Information on treatment of colitis caused by Clostridium difficile began to appear in the late 1970s and early 1980s. Since that time there have been a paucity of novel therapies. It has been well-established that both metronidazole and vancomycin can effectively treat this entity. Traditionally metronidazole has been the first-line agent for C. difficile-associated diarrhea (CDAD). The reasons for this are three:

  1. Randomized controlled trials have shown vancomycin and metronidazole to be equally efficacious;
  2. The cost of oral vancomycin is substantially more than oral metronidazole; and
  3. Many experts have cautioned that using vancomycin may contribute to the blooming number of bacteria that are resistant to vancomycin.

Indeed recommendations from the Centers for Disease Control and Prevention’s Healthcare Infection Control Practices Advisory Committee as well as the American Society for Health-System Pharmacists have supported using metronidazole as our initial agent of choice for CDAD (oral vancomycin is actually the only agent that is approved by the Food and Drug Administration for CDAD). Most of our earlier data claim initial response rates to be 88% or better and relapse rates to be somewhere between 5% and 12% when metronidazole is used.

Two new studies have been published raising a red flag on our current standard of practice. Musher, et al., designed a prospective, observational study in which they followed more 200 patients with CDAD that were initially treated with metronidazole. The patient pool came from a Veterans Affairs Medical Center. They all had a positive fecal ELISA for C. difficile toxin and were treated for seven or more days using at least 1.5 grams per day of metronidazole.

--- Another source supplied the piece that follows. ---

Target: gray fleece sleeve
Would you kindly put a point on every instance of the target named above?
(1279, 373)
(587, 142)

Records were reviewed six weeks prior to the diagnosis and then patients were followed for three months after cessation of therapy. Patients were assigned to four outcome groups:

  1. Complete responders who did not have recurrence over four months;
  2. Refractory-to-treatment where signs and symptoms of CDAD were present for 10 or more days;
  3. Recurrence after initial clinical response with signs and symptoms of CDAD and a positive toxin; and
  4. Clinical recurrence where there was an initial response but a recurrence of signs and symptoms of CDAD without a positive toxin (either the toxin was not present when tested or the test was not done).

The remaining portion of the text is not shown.